Resulta especialmente destacable también, que en pleno siglo barroco, tan lleno de pompas y oropeles, podamos leer estas páginas sobrias, claras, en magnífica prosa castellana que enlaza con la de autores renacentistas como Valdés o Fray Luis, razón por la cual su obra no ha sufrido el deterioro que los caprichos de la moda producen en muchos textos de su siglo: He procurado que el estilo de este libro sea devoto, casto y provechoso, sin exornación de pulidas frases ni sutilezas teológicas; sólo he atendido a enseñar la verdad desnuda con humildad, sencillez y claridad.

Es necesario recordar que en la iglesia católica se venía configurando un clima contrario a la tendencia contemplativa desde el siglo anterior, y es que ortodoxia y poder tienden a formar un bloque monolítico, con lo que aumentan las posibilidades de incurrir en desviación o herejía según sus esquemas, mientras que la Mística es siempre una interiorización del dogma y tiende a eludir el aparato institucional de la Iglesia.

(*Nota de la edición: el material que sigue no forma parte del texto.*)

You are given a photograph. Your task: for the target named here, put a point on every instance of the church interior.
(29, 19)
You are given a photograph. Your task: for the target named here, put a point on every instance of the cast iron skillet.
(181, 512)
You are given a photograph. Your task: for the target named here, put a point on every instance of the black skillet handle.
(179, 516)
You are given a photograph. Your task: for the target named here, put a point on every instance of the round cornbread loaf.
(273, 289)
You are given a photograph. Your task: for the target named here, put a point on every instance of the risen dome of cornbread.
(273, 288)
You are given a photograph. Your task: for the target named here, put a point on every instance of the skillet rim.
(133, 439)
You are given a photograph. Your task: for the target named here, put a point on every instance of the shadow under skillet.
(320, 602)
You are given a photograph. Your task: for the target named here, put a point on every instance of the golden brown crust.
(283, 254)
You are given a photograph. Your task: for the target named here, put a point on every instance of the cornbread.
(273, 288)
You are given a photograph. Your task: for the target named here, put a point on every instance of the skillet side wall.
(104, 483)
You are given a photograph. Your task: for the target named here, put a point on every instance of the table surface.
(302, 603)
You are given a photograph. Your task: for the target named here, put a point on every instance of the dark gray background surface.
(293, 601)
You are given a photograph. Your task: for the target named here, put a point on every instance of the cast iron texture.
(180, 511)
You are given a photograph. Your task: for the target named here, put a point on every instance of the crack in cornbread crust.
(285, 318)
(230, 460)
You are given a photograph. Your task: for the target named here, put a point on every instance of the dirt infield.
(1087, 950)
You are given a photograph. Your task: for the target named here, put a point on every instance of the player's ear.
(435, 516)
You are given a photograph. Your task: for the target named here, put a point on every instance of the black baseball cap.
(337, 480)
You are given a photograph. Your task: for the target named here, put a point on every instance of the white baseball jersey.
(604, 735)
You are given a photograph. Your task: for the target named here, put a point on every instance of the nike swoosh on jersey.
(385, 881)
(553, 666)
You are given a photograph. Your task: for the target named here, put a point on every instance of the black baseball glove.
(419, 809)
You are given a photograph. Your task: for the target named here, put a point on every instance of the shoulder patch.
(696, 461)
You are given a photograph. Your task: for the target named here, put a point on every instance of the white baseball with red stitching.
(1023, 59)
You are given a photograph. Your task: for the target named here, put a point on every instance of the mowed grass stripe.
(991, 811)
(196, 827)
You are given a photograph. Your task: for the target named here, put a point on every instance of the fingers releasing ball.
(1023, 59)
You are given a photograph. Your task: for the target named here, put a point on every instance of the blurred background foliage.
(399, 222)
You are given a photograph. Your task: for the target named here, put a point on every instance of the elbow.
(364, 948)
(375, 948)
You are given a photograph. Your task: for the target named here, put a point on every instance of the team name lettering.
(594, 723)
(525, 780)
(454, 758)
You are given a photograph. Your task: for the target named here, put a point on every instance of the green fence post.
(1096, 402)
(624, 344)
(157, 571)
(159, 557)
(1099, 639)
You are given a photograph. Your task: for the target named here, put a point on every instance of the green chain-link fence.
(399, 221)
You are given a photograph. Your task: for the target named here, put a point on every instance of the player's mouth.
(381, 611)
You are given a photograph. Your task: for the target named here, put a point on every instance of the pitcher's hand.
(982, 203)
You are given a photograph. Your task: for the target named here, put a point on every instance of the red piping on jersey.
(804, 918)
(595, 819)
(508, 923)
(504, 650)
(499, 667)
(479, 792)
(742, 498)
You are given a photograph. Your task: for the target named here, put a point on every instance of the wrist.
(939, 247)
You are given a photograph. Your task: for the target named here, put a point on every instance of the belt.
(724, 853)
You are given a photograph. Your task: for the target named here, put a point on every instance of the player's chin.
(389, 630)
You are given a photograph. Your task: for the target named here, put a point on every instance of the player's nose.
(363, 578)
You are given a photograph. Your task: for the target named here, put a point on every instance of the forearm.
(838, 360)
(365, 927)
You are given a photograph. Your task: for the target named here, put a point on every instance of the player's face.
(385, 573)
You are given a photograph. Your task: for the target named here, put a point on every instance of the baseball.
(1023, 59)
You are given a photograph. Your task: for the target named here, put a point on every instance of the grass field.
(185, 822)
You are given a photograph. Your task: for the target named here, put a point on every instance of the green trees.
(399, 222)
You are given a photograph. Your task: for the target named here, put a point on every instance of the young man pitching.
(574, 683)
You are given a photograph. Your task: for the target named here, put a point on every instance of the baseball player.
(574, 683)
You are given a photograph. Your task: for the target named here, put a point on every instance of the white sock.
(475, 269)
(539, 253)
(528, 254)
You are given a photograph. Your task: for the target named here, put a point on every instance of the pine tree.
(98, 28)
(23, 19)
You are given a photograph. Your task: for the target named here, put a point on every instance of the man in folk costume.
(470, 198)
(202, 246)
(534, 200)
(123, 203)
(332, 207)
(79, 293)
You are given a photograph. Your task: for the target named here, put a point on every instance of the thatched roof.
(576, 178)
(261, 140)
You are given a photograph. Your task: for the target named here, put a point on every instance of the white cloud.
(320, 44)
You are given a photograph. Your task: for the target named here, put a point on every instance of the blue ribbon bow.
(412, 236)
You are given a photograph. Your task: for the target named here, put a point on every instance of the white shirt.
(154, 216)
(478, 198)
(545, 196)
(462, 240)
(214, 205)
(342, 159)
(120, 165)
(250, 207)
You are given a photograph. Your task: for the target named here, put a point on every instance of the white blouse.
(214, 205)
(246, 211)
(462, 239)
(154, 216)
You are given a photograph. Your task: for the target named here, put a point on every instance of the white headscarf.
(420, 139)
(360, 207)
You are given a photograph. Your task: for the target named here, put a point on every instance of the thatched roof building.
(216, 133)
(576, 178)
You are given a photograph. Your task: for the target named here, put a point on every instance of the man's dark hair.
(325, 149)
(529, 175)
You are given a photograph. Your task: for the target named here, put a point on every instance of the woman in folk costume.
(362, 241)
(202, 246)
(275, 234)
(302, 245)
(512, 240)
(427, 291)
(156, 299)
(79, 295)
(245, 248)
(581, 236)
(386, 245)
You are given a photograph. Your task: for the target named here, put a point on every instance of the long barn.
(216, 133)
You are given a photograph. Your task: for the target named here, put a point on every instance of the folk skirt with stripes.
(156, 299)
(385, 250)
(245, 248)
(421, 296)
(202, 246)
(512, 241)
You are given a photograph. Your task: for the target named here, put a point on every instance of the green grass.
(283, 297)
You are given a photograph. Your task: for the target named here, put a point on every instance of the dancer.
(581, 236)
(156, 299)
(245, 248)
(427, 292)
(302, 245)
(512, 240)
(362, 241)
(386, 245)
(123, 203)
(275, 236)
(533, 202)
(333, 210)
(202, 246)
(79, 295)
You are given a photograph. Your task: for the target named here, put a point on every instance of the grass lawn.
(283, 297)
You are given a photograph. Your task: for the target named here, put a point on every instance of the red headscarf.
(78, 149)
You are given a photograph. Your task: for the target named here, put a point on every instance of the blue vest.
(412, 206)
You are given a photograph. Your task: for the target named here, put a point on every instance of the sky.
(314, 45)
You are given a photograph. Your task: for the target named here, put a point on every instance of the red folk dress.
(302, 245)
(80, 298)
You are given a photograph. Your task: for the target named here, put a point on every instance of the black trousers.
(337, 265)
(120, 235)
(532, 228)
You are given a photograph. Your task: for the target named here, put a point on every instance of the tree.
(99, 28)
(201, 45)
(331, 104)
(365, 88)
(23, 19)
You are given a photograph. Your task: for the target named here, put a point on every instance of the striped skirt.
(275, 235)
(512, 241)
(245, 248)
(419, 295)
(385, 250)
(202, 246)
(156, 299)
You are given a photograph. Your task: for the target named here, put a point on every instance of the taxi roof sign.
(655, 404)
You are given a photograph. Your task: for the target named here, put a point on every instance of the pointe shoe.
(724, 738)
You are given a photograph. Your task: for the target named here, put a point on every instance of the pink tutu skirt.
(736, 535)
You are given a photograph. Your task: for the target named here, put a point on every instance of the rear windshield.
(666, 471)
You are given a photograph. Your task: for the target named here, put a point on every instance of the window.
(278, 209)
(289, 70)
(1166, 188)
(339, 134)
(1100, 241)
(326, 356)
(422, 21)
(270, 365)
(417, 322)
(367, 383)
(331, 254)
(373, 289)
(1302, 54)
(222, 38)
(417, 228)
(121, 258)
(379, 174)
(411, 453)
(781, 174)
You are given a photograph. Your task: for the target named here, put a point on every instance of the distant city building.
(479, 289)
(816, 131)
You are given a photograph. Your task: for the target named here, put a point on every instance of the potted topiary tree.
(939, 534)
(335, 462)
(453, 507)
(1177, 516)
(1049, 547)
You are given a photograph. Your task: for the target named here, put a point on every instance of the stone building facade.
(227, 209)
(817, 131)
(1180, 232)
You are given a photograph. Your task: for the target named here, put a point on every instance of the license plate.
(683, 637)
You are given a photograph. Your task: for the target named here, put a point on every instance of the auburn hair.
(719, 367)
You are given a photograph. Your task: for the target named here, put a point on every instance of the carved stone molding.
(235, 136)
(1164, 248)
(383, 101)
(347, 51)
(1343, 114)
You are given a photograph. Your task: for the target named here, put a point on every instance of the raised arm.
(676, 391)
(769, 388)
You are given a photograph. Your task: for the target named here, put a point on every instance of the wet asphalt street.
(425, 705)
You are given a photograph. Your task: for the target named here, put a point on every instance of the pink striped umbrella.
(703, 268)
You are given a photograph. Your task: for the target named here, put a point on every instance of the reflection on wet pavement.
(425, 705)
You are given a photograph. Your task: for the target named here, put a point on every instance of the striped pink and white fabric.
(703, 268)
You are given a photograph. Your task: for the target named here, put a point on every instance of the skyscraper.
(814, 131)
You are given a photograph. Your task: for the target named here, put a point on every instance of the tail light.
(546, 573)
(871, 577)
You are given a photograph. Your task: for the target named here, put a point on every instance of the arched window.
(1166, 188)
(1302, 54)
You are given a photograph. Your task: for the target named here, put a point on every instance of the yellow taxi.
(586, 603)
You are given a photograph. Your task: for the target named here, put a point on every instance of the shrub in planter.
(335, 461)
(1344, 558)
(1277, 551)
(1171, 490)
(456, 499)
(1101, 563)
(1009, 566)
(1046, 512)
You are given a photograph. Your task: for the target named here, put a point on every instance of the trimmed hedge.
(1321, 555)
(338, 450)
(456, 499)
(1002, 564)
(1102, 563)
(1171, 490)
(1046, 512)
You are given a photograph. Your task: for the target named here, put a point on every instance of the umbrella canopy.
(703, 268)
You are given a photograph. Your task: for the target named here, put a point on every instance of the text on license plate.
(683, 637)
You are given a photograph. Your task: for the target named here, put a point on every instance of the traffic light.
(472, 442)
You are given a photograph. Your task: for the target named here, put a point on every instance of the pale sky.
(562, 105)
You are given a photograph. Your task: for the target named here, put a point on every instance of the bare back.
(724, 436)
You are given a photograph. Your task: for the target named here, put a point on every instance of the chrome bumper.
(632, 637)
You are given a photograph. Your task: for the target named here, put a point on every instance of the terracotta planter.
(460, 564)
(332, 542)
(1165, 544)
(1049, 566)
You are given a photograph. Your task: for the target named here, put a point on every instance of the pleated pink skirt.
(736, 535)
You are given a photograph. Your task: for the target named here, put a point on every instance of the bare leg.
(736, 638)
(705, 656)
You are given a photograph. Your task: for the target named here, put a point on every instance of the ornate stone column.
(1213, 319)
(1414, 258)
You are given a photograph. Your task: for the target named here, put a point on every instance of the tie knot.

Reconstruyamos, en la medida de lo posible, las circunstancias de su proceso y posterior prisión: “La Guía” había sido recomendada por los mejores teólogos, y su doctrina penetró incluso en la corte de Versalles. Hay opiniones fundadas de que los jesuitas, celosos porque Molinos y sus discípulos les robaban clientes espirituales, influyeron contra él ante Luis XIV, quien ordenó a su embajador en Roma –que, por cierto, era uno de sus grandes amigos-, que lo hundiese, denunciándolo y consiguiendo su detención.

Así pues, vemos como primera causa probable la envidia, y también son indudables las motivaciones políticas: el interés de Francia en su detención se debió con toda probabilidad al deseo de complicar la situación del Papa (amigo de Molinos), y también al intento de eliminar al grupo proaustríaco de Roma, una de cuyas figuras principales era el franciscano que había escrito el prólogo de La Guía y se había ocupado de su publicación.

Por otro lado, en nombre de la corte de Carlos II, se ordenó al embajador español que no interviniese a favor de Molinos cuando éste fue detenido (recordemos que la corte española era entonces un hervidero de intrigas e intereses por la sucesión de un rey enfermo y débil, y en ella predominaban alternativamente las tendencias francesa y austríaca, pero nunca el interés verdadero por las cuestiones españolas).

El prendimiento se produjo el 18 de julio de 1685, diez años después de publicada su obra, y alrededor de su figura irreprochable se tejió un complejo proceso que duró dos años, y en el que se acumularon las amenazas, los interrogatorios, testimonios de testigos, y examen de cartas; sin embargo, todo este material ha desaparecido misteriosamente.

Sesenta y ocho proposiciones atribuidas a Molinos fueron condenadas por “heréticas, sospechosas, erróneas, escandalosas, blasfemas, ofensivas para los piadosos oídos, temerarias, rebajadoras de la disciplina eclesiástica, subversivas y sediciosas”.

En medio de la expectación levantada por el proceso, la figura de Molinos debió de permanecer distante y hermética; algunos testimonios malintencionados dicen que “se estuvo en el tablado tan severo como si dijesen alguna alabanza suya, sin mostrar arrepentimiento alguno”, pero esta postura no era fruto del orgullo, sino precisamente de llevar a la práctica sus propias palabras:“Aquel que en la adversidad, en la desolación del espíritu y en la falta de lo necesario se está firme e inmóvil, ése es el que totalmente es llevado al interior retiro en Dios”. Sin duda fueron esas palabras las que consiguieron mantener su ánimo firme durante los nueve años siguientes en las cárceles inquisitoriales, hasta que murió en 1696.

Sus detractores consiguieron encontrar argumentos contra él, aislando algunas frases de su contexto y presentándolas como prueba, quizá porque desde el primer momento se dieron cuenta de que las cuestiones doctrinales del libro eran inatacables.

Fue condenado y recluido, completamente desprestigiado hasta que murió, y la persecución alcanzó también a sus seguidores y simpatizantes.

Cuando la condena del Santo Oficio redujo a silencio al aragonés, no sólo se estaba recluyendo al último gran místico español, sino que se cerraba también la tradición mística de la Iglesia de Occidente.